See also de Winter v Ajmeri Properties & Investments 1957(2) SA 297 (D) at 299A-D; Ramsuran v Yorkshire Insurance Company Ltd 1965(2) 263 (D) at 264G-265A.
 An example of a professional man bringing a case in the High Court occurred in Granger v Minister of State (Security) 1985 (1) ZLR 153 (H), where a senior legal practitioner brought an action against the Minister following his arrest, on specious grounds, by security guards.
 It seems to me that, based on those criteria, there was no need whatever to have brought this matter to the High Court. The legal and factual issues were quite ordinary and not particularly complex. In my view, the learned judge was quite correct in so finding and in awarding costs on the magistrate’s court scale.
 The Appellant also complains about the remarks of the learned judge, to the effect that the Appellant’s attorneys had instituted the action in the High Court for purposes of financial gain for themselves at the expense of the litigants. It is not necessary to decide whether her remarks were justified, as they were clearly obiter. Certainly, it would be possible to conclude that such had been the appellant’s counsel’s motive, but other conclusions are also possible. She was, though, quite entitled to point out that counsel had indulged in this practice more than once and to warn him about the possible consequences of persisting in such conduct.
 At this point I propose to highlight submissions made by the Appellant’s counsel in support of the application on behalf of his client. He submitted –
(a) “The grounds upon which the Applicant seeks leave to appeal against the costs order relate to the manner in which the court a quo exercised its discretion as to costs and the factors it emphasized in concluding that the costs were to be costs on the Magistrate’s Court scale...”
(b) “The question of whether the appropriate scale of costs would be the High Court or Magistrate’s Court scale was therefore not canvassed in this matter and counsel for the Plaintiff was not afforded the opportunity to address the issue in the circumstances of the case.”

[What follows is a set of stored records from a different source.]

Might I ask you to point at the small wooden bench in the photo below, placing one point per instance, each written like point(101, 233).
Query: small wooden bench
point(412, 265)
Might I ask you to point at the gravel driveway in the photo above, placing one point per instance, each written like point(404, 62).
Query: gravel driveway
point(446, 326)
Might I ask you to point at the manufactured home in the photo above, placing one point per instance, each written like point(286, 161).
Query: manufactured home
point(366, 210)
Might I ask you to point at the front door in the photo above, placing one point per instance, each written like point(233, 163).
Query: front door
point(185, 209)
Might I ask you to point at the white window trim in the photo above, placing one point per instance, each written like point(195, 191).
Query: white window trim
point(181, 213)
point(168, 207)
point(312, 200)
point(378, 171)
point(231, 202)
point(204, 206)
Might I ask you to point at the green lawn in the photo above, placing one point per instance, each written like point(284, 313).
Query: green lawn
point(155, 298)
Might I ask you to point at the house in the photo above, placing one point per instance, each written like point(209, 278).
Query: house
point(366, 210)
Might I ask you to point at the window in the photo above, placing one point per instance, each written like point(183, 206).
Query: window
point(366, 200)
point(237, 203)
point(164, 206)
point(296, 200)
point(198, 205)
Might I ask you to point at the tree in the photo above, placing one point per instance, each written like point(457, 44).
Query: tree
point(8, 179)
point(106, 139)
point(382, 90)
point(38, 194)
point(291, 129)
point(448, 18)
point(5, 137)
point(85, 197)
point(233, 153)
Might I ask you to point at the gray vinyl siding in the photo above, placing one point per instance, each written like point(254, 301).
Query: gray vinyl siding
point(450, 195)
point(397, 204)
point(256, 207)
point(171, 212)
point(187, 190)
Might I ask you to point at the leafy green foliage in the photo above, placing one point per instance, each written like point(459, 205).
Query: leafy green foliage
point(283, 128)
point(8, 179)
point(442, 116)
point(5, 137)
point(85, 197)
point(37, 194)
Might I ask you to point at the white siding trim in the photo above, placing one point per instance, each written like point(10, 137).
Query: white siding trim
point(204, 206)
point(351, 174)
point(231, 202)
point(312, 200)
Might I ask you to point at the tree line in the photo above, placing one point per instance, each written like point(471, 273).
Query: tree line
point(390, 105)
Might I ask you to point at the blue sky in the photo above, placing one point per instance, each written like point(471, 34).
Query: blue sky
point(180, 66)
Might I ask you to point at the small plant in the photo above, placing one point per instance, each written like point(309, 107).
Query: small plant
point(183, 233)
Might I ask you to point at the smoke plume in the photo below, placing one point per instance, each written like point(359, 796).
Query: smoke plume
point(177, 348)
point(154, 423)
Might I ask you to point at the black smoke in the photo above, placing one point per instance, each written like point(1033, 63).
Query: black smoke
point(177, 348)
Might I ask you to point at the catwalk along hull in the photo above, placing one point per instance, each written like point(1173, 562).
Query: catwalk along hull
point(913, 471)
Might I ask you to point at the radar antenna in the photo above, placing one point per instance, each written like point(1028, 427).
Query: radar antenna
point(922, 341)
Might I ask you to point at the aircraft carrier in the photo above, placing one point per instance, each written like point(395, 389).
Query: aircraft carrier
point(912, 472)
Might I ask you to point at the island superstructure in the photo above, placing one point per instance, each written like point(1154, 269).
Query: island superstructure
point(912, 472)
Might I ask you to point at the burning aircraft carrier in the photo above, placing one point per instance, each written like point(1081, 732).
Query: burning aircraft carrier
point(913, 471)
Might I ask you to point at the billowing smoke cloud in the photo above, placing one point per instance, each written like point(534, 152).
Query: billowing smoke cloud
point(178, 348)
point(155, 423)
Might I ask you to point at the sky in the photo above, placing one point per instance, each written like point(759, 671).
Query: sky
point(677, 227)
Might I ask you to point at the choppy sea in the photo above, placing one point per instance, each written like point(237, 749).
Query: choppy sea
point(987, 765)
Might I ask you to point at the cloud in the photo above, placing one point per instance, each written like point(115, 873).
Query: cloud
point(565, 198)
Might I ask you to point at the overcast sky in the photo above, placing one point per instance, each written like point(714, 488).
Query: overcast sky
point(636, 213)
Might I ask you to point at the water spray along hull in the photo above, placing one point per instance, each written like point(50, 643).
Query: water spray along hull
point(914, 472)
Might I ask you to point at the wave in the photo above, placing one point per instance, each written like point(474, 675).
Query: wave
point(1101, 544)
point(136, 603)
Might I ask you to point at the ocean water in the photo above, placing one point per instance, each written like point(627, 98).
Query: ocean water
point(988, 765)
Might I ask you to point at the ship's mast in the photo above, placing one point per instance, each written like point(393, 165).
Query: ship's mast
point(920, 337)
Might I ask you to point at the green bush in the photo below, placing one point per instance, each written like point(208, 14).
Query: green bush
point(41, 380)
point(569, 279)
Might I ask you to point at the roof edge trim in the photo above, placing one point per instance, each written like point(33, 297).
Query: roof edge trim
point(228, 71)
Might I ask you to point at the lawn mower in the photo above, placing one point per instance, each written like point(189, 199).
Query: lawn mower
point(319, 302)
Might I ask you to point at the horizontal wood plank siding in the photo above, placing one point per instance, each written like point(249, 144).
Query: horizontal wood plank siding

(c) “... the attorney did not have the opportunity to make submissions in respect of the reasons for proceeding in the High Court.”
(d) “While the award of costs is within the discretion of the court it is a judicial discretion and must be exercised on the grounds upon which a reasonable man would exercise that discretion.”
(e) “It is submitted that none of the grounds for the exercise of the court a quo’s discretion are grounds upon which a reasonable man would decide the question of costs. The court a quo erred in its findings in relation to the Applicant’s attorney. It also erred by questioning the integrity of the Applicant’s attorney as a basis for its decision on costs and warning of costs de bonis propriis in future matters. It also determined the question of the scale of costs mero motu and without the benefit of argument in the case before it. In the circumstances it is submitted that this Honourable Court ought to interfere with the finding on costs in that the court a quo erred in the exercise of its discretion on the grounds set out in the judgment. It is submitted that there is no reason why the costs should not have been awarded on the High Court scale as claimed in the particulars of claim.”
 Learned counsel drew our attention to the case of Ramsuran and Anor v Yorkshire Insurance Company Ltd 1965(2) SA 263 D & CLD at 264.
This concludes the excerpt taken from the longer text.